The size of the losses, reminiscent of the post-crisis days seven years ago, has fuelled fresh rumours that the island’s former biggest lender was in trouble once again.
The bank, dogged with high staffing costs and a flat-line in net interest income (NII) and net fee and commission income, has managed to somewhat reduce its exposure to non-performing loans and credit facilities (NPEs) by €142 mln for a total NPE portfolio of €3.7 bln.

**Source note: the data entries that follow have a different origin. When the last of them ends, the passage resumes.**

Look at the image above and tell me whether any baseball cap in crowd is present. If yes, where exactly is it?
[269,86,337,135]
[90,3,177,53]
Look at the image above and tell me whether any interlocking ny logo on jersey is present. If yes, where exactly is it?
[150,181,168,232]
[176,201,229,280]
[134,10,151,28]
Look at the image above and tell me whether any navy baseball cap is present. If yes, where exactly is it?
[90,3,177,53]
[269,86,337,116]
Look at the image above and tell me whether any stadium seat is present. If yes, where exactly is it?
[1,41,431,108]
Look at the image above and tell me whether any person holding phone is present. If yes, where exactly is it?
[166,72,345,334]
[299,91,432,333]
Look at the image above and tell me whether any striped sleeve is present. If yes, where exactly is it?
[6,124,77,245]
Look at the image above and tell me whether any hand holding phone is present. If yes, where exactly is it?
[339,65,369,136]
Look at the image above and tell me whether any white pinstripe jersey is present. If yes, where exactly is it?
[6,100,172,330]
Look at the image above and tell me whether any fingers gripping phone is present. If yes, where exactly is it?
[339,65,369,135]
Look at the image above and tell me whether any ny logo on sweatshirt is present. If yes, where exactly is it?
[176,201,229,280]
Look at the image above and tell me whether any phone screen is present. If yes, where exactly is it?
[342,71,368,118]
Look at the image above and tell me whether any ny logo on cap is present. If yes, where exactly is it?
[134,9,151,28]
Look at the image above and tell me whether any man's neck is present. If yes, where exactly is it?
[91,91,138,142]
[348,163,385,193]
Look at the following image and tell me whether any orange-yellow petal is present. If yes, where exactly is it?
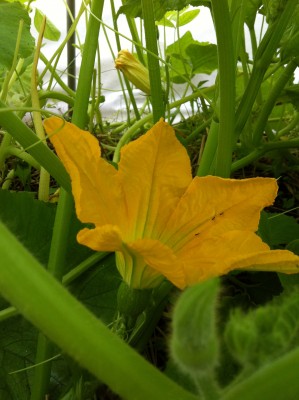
[44,117,124,225]
[118,120,192,241]
[178,231,299,285]
[77,225,122,251]
[128,239,186,288]
[161,176,277,250]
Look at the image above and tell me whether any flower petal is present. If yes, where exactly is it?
[128,239,186,289]
[161,176,277,250]
[118,120,192,241]
[44,117,123,225]
[77,225,122,251]
[178,231,299,285]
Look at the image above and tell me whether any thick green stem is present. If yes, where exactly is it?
[31,0,104,400]
[141,0,165,123]
[196,120,219,176]
[211,0,236,178]
[252,60,297,147]
[232,140,299,172]
[0,223,198,400]
[236,0,298,136]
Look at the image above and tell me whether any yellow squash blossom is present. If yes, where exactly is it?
[45,117,299,289]
[115,50,151,94]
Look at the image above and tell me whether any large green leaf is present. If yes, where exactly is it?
[166,31,218,83]
[118,0,204,21]
[0,0,34,69]
[186,43,218,74]
[0,190,120,400]
[258,211,299,247]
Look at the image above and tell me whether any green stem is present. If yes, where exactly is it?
[252,60,297,147]
[232,140,299,172]
[211,0,236,178]
[236,0,298,136]
[0,101,71,192]
[31,0,104,400]
[196,120,219,176]
[0,220,198,400]
[39,53,75,98]
[0,253,108,322]
[113,90,208,163]
[108,0,142,122]
[141,0,165,123]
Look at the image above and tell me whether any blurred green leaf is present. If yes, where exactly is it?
[258,211,299,247]
[34,8,61,42]
[186,43,218,74]
[245,0,262,28]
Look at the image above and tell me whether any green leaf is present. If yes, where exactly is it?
[0,1,34,69]
[186,43,218,74]
[258,211,299,247]
[178,10,200,27]
[0,190,93,273]
[166,31,218,83]
[0,190,56,264]
[245,0,262,28]
[34,8,61,42]
[117,0,203,21]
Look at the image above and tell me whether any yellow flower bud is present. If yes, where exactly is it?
[115,50,151,94]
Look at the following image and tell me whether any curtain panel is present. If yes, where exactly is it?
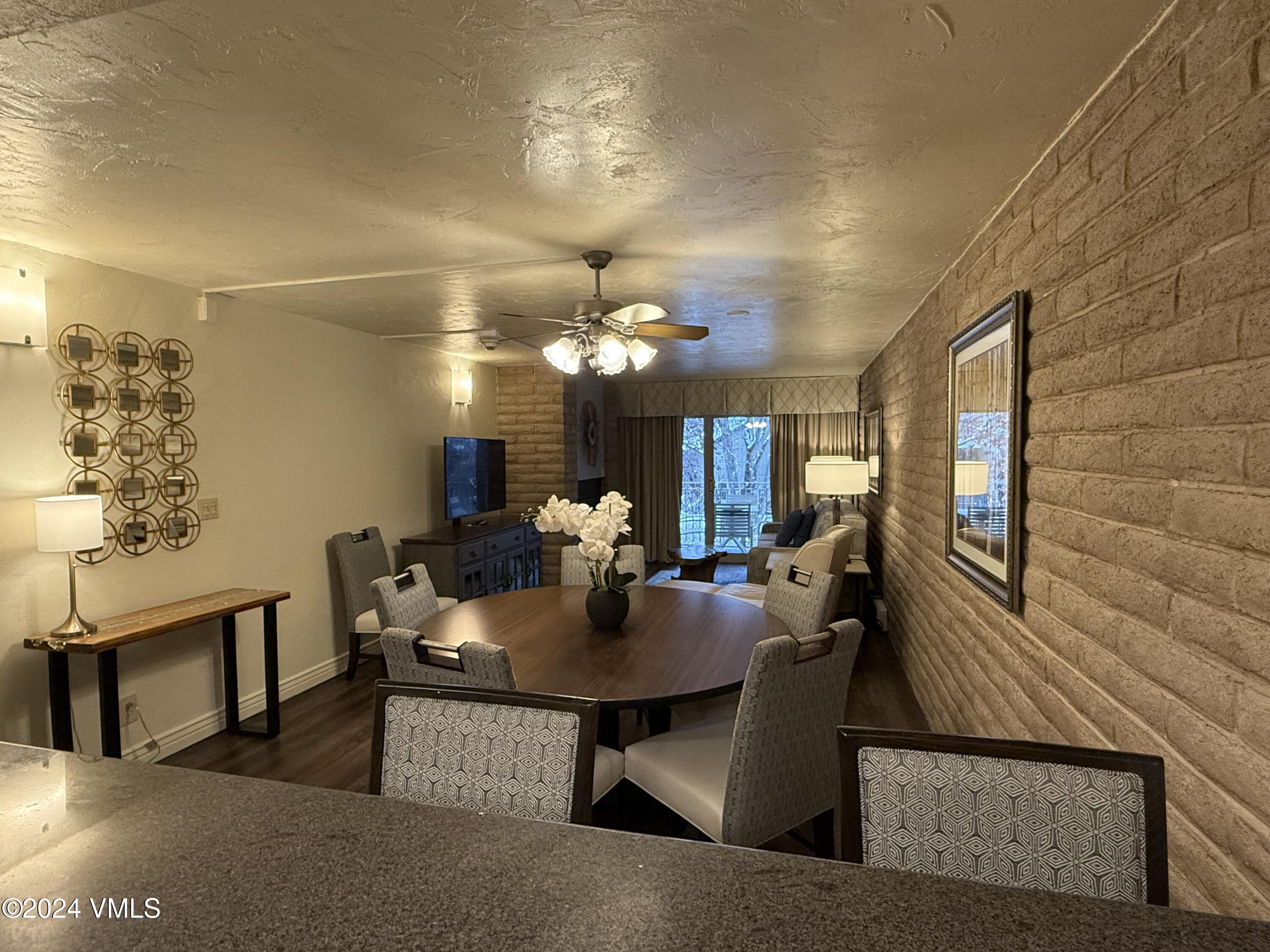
[770,413,860,522]
[615,416,683,562]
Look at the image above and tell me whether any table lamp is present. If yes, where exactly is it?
[803,456,869,526]
[952,459,988,496]
[36,496,104,638]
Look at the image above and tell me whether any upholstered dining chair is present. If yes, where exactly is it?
[331,526,392,680]
[626,619,864,856]
[371,565,457,628]
[560,545,644,585]
[371,680,599,823]
[380,628,626,802]
[838,727,1168,905]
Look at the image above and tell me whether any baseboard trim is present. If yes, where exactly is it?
[123,638,380,760]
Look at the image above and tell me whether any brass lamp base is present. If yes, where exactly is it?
[48,552,97,641]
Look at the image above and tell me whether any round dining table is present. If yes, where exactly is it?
[419,585,790,743]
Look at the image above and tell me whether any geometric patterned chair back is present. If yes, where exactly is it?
[371,565,441,628]
[331,526,392,631]
[763,561,842,638]
[721,621,864,847]
[380,628,516,691]
[560,545,644,588]
[371,682,598,823]
[838,727,1168,905]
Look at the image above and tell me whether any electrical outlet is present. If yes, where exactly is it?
[119,694,141,727]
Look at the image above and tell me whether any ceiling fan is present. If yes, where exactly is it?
[499,251,710,376]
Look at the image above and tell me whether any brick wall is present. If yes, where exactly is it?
[861,0,1270,918]
[498,366,578,585]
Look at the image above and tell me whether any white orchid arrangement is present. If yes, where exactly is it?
[533,493,635,590]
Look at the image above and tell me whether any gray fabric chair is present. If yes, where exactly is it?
[370,682,599,823]
[626,619,864,854]
[331,526,392,679]
[371,565,453,628]
[380,628,626,802]
[838,727,1168,905]
[560,543,644,585]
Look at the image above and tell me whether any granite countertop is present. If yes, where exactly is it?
[0,744,1270,952]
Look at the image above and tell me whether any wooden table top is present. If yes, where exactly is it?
[419,585,790,708]
[22,589,291,655]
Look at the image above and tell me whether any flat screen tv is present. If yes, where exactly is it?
[444,437,507,519]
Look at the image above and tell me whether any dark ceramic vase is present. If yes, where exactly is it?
[587,589,631,628]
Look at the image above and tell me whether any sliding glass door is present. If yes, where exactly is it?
[679,416,772,552]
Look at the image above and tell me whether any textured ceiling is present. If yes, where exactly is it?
[0,0,1160,376]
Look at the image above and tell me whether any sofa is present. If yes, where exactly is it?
[745,499,869,585]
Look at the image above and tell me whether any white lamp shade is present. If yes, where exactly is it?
[803,458,869,496]
[36,496,104,552]
[952,459,988,496]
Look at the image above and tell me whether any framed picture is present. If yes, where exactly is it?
[945,291,1026,612]
[864,410,881,494]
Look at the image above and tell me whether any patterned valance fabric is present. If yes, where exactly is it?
[610,377,860,416]
[857,748,1147,902]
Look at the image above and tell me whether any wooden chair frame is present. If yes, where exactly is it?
[370,680,599,824]
[838,726,1168,906]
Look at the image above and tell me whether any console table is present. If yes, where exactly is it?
[401,515,542,602]
[22,589,291,757]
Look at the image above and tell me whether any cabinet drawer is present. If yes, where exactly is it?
[485,528,525,555]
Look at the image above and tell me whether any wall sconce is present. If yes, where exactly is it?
[0,268,48,347]
[450,369,472,406]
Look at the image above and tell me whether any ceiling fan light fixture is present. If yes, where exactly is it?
[542,338,582,373]
[596,334,626,376]
[626,338,657,371]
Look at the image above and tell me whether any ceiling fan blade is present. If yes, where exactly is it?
[380,327,485,340]
[498,317,578,326]
[635,324,710,340]
[605,305,671,324]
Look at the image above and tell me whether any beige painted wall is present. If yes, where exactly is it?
[0,242,497,753]
[861,0,1270,918]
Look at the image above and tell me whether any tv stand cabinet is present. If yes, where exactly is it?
[401,515,542,602]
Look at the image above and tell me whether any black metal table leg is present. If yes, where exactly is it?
[48,651,75,750]
[264,603,282,737]
[221,614,239,734]
[97,647,123,757]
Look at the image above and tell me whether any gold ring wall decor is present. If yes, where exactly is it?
[55,324,202,565]
[109,330,154,377]
[53,324,109,373]
[57,373,110,420]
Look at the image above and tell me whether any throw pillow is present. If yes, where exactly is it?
[790,505,815,546]
[776,509,803,547]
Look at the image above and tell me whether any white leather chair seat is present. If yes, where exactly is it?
[658,579,723,595]
[626,720,733,843]
[715,581,767,608]
[591,744,626,803]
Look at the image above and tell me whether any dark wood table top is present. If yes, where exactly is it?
[0,746,1270,952]
[22,589,291,655]
[419,585,790,708]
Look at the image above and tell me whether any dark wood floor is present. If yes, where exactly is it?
[161,631,928,853]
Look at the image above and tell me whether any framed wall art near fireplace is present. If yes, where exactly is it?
[944,291,1027,612]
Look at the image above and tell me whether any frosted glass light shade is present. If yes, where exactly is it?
[450,368,472,405]
[952,459,988,496]
[36,496,104,552]
[803,458,869,496]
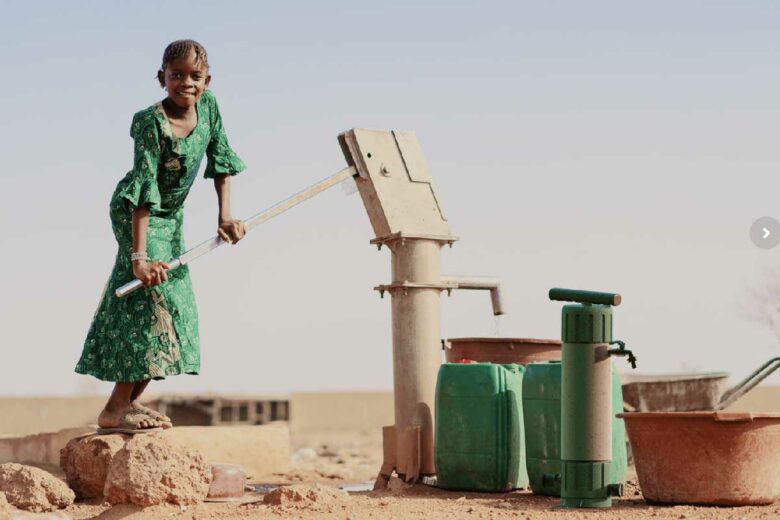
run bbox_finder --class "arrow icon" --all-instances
[750,217,780,249]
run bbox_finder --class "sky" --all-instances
[0,0,780,396]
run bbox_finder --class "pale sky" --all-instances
[0,0,780,395]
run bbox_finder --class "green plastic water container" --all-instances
[523,361,628,497]
[434,363,528,492]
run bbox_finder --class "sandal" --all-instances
[97,412,162,435]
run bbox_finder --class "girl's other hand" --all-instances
[133,260,171,287]
[217,218,246,244]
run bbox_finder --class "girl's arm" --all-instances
[133,206,171,287]
[214,175,246,244]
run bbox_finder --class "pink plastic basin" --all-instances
[618,412,780,506]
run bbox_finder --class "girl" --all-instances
[76,40,246,433]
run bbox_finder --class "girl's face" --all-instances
[163,50,211,108]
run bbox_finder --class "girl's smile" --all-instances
[163,50,211,112]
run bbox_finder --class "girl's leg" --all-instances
[98,383,160,428]
[130,379,172,428]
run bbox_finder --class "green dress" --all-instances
[76,90,245,383]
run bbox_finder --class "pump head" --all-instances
[550,287,623,307]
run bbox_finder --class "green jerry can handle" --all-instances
[607,339,636,370]
[550,287,623,306]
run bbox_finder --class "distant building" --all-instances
[148,396,290,426]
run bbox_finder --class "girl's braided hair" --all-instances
[157,40,209,87]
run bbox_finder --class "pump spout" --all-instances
[441,276,504,316]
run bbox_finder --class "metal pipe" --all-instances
[387,238,442,481]
[441,276,504,316]
[116,166,357,297]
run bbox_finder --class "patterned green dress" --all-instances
[76,90,245,383]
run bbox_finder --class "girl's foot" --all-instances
[130,401,173,430]
[98,407,160,430]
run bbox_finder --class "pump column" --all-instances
[372,234,454,480]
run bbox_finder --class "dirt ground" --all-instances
[47,428,780,520]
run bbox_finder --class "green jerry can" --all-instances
[434,363,528,492]
[523,361,628,497]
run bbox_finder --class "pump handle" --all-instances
[550,287,623,306]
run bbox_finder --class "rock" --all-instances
[0,463,76,513]
[0,491,15,518]
[60,434,129,498]
[8,510,73,520]
[292,448,318,462]
[103,433,211,507]
[387,477,412,494]
[263,484,349,506]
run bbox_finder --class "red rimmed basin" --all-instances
[441,337,561,365]
[618,412,780,506]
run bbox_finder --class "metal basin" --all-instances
[623,357,780,412]
[618,412,780,506]
[441,337,561,365]
[623,372,729,412]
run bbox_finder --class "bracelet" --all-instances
[130,251,149,262]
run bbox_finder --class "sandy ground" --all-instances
[41,434,780,520]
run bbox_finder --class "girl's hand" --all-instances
[133,260,171,287]
[217,218,246,244]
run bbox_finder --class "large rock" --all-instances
[60,434,129,498]
[0,463,76,513]
[103,434,211,507]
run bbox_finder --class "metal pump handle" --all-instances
[550,287,623,306]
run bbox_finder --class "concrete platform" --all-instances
[0,423,290,479]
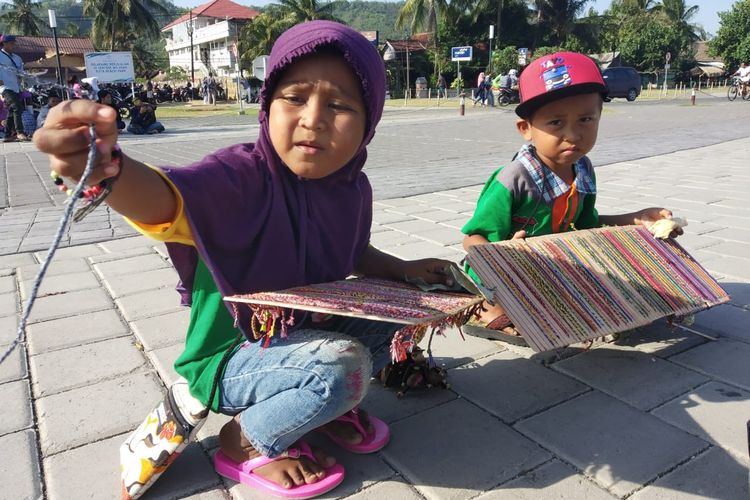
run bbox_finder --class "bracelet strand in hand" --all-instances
[50,144,123,222]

BoC said that it has also concluded the sale in May of €133 mln worth of NPEs to debt recovery company B2Kapital as part of the ‘Velocity 2’ programme, but offloading of NPEs will be delayed, for now.
The bank said in its announcement that “against the backdrop of market volatility arising out of the COVID-19 pandemic, the Group continues to work with its advisers towards the sale of a portfolio of NPEs in the future.
Due to prevailing market and operational conditions, this process is likely to take longer than originally anticipated.”
Flush with cash, with its surplus liquidity at €3 bln, it is not yet clear how the bank will assist in reviving the economy by providing loans to businesses that expect to be supported by the government loan guarantee scheme if the bill eventually passes through parliament.
New lending in the first quarter reached €451 mln, an increase of a mere 2% from the fourth quarter of 2020, with a significant amount believed to be attributed to loan restructuring, mainly to large-ticket customers, such as property developers, in exchange for onboarding real estate.
Group CEO Panicos Nicolaou said that despite the uncertain outlook, the bank remains committed to helping customers overcome the crisis, exacerbated with the economic slowdown resulting from the Covid-19 pandemic.
“From the beginning of the crisis, we have stepped up our engagement with our customers to understand their new financial position and needs, in order to find effective ways to support them,” Nicolaou said.
He added: “Our results this quarter reflect the continued progress against our core objective of balance sheet repair.”
The bank said that it has received “over 24,000 applications” requesting a 9-month moratorium on loan instalments (both capital and interest), available to businesses and private individuals with less than 30 days past due.
This represents 63% of gross loans, excluding legacy, worth about €5.8 bln.
Meanwhile, the bank said it will proceed with a capital reduction which will result in the reclassification of €619 mln of its share premium balance as distributable reserves, which shall be available for distribution to shareholders.
The parent company, Bank of Cyprus Holdings PLC, will also proceed with a capital reduction process which will result in the reclassification of €700 mln of share premium as distributable reserves.
This may help boost the share price that has been lingering in the doldrums at 56c, half its value from when Covid-19 appeared in March and still at 17% of the LSE listing price of €3.35 in January 2017.
Clearly, the bank is facing an uphill struggle.